In order to observe the effect of the presence of a fold on the Hh distribution in the wing disc, we quantified the distribution of endogenous Hh in wild-type and ptc-Cad86C wing discs and applied our analysis pipeline. We cut regions of interest of \(400 \times 300\,{\text{ pixels}}\) around the PA boundary, identified through the Ptc staining signal. The height of the region of interest after image deformation was set to \(10 \,\upmu {\text{m}}\) (z). Analogously to before, the location of the PA boundary in each x–z plane was identified by fitting a sigmoid function (\({\text{f}}\left( {\text{l}} \right) = \frac{{\text{A}}}{{1 + {\text{e}}^{{{\mu}\left( {{\text{l}} - {\text{l}}_{0} } \right)}} }}\)) to the Ptc distribution and the obtained location parameter (\({\text{l}}_{0}\)) was used as a reference for alignment. The Hh distribution was then normalized: \({\text{P}}_{{{\text{norm}}}} {\text{(l}}^{\prime } {) = }\frac{{{\text{P(l}}^{\prime } {)}{ - }{\text{P}}_{{\text{A}}} }}{{\frac{{1}}{{{\text{L}}_{{{\text{source}}}} }}\mathop \sum \nolimits_{{{\text{source}}}} {\text{P}}\left( {{\text{l}}^{\prime } } \right){ - }{\text{P}}_{{\text{A}}} }}{ }\) where \({\text{P}}_{{\text{A}}}\) and the source are defined as in Fig. 3. As a consequence of the subtraction of intensity in the far anterior (\({\text{P}}_{{\text{A}}}\)) the normalized curves can acquire negative values in the region of the fold (Supplementary Fig. S7). This is a consequence of lower signal intensity in regions far away from the objective (Supplementary Fig. S7a–c) due to light scattering within the tissue. Therefore, we performed a correction by estimating a correction factor with a linear fit on the average variation in fluorescence in the far anterior of the wing disc (Supplementary Fig S7c). This led to a lower variation in signal intensity over z and a smoother Hh profile in the area of the fold/gradient (Supplementary Fig. S7d–e). Finally, a single exponential fit was performed to extract the decay rate (\({\text{f}}({\text{l}}^{\prime } ) = {\text{Ae}}^{{{ - }{\mu\text{l}}^{\prime } }}\)). The correction for the distance from the objective procedure reduced the variability in the estimated decay rate (compare Fig. 5f and Supplementary Fig. S7h).

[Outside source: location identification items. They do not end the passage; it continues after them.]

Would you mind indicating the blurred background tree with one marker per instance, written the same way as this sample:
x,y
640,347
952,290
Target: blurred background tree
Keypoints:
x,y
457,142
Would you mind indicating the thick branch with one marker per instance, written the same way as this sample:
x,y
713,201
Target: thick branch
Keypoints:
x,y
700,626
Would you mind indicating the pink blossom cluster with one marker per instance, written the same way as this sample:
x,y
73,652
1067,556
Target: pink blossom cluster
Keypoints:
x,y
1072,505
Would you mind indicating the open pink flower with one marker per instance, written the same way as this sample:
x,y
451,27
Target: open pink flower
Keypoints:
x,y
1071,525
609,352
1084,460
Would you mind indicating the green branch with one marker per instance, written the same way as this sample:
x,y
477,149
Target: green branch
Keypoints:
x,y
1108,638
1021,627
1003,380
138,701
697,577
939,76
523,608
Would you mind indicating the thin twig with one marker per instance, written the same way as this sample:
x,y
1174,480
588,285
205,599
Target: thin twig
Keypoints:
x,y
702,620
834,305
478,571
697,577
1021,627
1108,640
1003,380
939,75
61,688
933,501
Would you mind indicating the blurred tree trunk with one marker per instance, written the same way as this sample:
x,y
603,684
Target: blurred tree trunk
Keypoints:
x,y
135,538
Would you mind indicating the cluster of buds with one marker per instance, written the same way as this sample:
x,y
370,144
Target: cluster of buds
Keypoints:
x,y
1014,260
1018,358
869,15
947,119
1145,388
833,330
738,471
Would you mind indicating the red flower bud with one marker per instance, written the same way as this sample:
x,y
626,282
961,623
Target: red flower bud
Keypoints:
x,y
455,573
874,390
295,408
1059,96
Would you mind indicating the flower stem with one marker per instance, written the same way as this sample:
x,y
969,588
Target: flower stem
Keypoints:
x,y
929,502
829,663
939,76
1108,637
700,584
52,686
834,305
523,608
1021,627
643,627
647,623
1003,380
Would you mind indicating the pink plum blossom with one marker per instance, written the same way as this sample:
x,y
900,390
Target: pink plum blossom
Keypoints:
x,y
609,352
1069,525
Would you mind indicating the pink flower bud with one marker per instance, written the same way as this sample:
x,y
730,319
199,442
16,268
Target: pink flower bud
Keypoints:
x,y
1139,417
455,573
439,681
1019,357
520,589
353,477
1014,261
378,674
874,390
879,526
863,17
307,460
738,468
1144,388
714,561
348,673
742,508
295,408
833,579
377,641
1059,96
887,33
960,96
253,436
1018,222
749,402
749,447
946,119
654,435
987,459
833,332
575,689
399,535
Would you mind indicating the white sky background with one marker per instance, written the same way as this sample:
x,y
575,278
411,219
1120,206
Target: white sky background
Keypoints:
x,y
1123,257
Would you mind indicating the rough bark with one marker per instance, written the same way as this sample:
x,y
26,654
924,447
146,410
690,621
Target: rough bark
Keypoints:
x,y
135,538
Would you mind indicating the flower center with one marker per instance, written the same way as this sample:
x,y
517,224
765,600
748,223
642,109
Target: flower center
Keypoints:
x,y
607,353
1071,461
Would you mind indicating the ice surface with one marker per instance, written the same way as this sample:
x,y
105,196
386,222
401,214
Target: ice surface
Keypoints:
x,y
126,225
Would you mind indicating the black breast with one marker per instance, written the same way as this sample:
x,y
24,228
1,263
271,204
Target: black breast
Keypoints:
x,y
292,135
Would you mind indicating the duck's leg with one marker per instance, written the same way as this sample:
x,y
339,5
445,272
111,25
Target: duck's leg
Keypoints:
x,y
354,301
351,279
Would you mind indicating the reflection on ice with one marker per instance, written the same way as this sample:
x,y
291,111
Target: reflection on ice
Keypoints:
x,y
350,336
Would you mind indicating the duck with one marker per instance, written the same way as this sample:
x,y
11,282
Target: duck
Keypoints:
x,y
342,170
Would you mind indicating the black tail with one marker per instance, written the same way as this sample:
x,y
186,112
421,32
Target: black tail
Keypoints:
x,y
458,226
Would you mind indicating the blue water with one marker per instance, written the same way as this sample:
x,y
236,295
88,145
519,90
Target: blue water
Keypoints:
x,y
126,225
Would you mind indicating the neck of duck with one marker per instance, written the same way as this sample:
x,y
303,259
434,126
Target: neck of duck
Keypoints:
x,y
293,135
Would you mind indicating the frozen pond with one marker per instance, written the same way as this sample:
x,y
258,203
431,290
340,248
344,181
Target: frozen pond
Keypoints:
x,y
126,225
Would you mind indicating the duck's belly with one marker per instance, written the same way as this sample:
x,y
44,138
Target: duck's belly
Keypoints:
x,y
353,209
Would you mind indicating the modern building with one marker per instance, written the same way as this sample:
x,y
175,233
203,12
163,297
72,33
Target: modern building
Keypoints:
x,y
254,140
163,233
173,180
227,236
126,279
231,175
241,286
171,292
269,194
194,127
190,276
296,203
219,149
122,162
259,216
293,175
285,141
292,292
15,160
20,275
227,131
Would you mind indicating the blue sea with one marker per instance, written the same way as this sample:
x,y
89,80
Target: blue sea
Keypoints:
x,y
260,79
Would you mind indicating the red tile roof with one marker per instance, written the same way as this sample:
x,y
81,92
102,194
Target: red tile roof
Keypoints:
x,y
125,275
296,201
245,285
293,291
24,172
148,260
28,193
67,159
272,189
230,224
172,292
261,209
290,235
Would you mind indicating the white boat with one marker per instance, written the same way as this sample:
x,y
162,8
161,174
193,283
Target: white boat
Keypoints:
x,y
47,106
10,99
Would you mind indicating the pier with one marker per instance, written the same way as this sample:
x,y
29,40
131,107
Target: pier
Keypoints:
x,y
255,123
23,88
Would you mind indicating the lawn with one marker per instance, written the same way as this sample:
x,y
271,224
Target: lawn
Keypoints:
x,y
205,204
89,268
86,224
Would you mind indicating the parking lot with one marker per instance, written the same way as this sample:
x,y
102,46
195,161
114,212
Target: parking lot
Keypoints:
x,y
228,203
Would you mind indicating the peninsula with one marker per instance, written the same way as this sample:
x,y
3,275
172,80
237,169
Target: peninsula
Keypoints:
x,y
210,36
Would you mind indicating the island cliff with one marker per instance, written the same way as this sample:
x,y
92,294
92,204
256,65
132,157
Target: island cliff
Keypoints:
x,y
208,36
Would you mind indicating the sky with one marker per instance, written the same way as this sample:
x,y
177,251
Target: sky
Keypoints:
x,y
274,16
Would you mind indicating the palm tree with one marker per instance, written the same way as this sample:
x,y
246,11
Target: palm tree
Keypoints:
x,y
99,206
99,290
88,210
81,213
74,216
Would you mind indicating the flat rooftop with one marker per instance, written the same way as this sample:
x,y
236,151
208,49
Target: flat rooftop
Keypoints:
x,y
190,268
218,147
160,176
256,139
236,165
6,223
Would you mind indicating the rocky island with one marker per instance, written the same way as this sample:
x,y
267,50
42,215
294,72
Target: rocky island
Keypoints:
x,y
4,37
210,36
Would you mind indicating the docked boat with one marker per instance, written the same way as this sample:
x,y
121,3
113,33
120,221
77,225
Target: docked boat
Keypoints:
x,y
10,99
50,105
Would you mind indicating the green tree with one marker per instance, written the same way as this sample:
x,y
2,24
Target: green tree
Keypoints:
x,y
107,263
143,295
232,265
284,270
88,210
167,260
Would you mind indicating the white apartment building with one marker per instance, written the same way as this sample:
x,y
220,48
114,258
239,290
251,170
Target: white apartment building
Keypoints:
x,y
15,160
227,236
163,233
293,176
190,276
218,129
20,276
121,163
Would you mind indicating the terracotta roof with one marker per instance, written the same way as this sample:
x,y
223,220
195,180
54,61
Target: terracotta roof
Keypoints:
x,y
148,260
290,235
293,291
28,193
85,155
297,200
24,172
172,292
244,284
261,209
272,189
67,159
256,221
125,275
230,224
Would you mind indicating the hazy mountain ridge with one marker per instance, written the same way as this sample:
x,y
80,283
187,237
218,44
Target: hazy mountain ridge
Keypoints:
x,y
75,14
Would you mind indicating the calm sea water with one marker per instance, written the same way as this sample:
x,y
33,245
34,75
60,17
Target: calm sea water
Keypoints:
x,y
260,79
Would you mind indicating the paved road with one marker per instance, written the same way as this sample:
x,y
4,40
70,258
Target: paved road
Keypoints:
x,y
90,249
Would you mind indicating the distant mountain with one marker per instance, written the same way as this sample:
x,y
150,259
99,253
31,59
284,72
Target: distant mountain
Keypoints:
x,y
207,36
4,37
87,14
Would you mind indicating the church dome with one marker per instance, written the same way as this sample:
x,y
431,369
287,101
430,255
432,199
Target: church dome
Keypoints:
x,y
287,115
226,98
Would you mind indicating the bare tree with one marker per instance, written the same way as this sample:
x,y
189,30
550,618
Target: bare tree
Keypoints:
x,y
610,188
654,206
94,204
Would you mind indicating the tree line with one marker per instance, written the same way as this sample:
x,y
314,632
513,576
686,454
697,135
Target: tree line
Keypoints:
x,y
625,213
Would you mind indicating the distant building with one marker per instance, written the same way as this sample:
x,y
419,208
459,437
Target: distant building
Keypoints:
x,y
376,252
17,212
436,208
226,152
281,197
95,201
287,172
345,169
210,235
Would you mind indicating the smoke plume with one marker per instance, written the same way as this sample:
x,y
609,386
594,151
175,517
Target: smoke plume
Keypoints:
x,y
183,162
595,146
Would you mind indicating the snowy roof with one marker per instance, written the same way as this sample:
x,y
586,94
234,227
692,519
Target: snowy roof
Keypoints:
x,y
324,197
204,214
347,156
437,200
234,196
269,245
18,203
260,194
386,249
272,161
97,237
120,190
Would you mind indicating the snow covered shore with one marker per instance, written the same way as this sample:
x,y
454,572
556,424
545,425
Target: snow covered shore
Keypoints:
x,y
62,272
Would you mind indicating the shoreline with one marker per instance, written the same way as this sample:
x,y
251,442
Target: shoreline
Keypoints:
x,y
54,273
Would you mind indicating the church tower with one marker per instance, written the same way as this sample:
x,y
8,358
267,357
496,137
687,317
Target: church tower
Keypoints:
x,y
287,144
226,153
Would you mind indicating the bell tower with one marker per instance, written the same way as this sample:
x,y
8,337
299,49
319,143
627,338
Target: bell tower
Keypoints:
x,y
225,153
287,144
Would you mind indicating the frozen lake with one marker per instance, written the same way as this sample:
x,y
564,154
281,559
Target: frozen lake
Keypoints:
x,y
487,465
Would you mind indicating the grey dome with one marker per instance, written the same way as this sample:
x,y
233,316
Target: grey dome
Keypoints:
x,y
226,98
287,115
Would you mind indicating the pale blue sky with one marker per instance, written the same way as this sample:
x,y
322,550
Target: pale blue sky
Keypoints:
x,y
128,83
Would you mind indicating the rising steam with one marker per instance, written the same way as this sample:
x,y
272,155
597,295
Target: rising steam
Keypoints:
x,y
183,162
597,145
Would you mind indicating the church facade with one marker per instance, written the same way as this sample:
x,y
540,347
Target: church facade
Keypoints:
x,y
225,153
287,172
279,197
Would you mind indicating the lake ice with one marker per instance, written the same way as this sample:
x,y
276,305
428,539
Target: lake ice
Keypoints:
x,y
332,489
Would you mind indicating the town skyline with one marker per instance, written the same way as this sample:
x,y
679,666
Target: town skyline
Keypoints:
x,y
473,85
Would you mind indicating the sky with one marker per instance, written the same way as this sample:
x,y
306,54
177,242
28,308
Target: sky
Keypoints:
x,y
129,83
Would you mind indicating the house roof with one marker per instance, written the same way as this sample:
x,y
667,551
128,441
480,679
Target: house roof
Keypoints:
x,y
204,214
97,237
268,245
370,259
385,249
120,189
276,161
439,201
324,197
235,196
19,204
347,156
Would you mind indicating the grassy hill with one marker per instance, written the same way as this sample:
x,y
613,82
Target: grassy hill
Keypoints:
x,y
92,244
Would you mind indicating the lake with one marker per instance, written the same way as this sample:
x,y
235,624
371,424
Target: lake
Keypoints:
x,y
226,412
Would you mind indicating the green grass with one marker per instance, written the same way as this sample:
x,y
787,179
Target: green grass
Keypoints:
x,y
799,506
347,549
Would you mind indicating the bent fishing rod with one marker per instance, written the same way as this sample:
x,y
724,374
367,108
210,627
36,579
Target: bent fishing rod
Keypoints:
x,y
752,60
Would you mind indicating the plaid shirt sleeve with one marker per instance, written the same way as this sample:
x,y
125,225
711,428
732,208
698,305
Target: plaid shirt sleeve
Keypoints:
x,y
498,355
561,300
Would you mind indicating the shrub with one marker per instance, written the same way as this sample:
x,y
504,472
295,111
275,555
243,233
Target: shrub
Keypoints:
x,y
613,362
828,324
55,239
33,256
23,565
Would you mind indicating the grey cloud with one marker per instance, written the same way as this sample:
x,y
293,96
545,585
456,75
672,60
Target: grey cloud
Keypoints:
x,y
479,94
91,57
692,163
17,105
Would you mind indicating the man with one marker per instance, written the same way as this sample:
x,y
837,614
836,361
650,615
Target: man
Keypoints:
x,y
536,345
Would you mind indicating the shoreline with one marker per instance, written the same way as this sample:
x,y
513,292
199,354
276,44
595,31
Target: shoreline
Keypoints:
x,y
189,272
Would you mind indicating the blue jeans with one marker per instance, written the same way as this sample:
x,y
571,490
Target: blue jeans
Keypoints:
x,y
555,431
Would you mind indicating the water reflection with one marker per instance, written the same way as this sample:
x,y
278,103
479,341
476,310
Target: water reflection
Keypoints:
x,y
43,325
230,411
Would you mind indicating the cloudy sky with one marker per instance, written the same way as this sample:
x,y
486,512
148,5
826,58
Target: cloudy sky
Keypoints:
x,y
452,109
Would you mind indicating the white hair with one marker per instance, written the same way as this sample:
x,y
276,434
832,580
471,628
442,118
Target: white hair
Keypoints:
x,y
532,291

A two-samples t-student test was performed as statistical analysis.

Quantification of immunostainings in wing discs expressing ds-RNA targeting ci in the dorsal compartment (Supplementary Fig. S8)

To measure the impact of a local reduction of Ptc on the Hh distribution in the wing disc, we quantified the distribution of endogenous Hh in wild-type (absence of ap-Gal4 identified via the marker BGC) and ci knockdown (ap-Gal4/UAS-ds-ci) wing discs and applied our analysis pipeline. Ci is a transcription factor required for high-level Ptc-expression. We cut 2 regions of interest of \(150 \times 350\,{\text{ pixels}}\), one ventral and one dorsal, around the PA boundary (identified through the Ptc staining signal). The height of the region of interest after image deformation was set to \(20 \,\upmu {\text{m}}\) (z). As before, the location of the PA boundary in each x–z plane was identified by fitting a sigmoid function to the Ptc distribution and the obtained location parameter (\({\text{l}}_{0}\)) was used as a reference for alignment. The Hh distribution was normalized and a single exponential fit was performed in the anterior side to extract the decay rate. The decay rate obtained from the dorsal compartment was then normalized to the ventral one.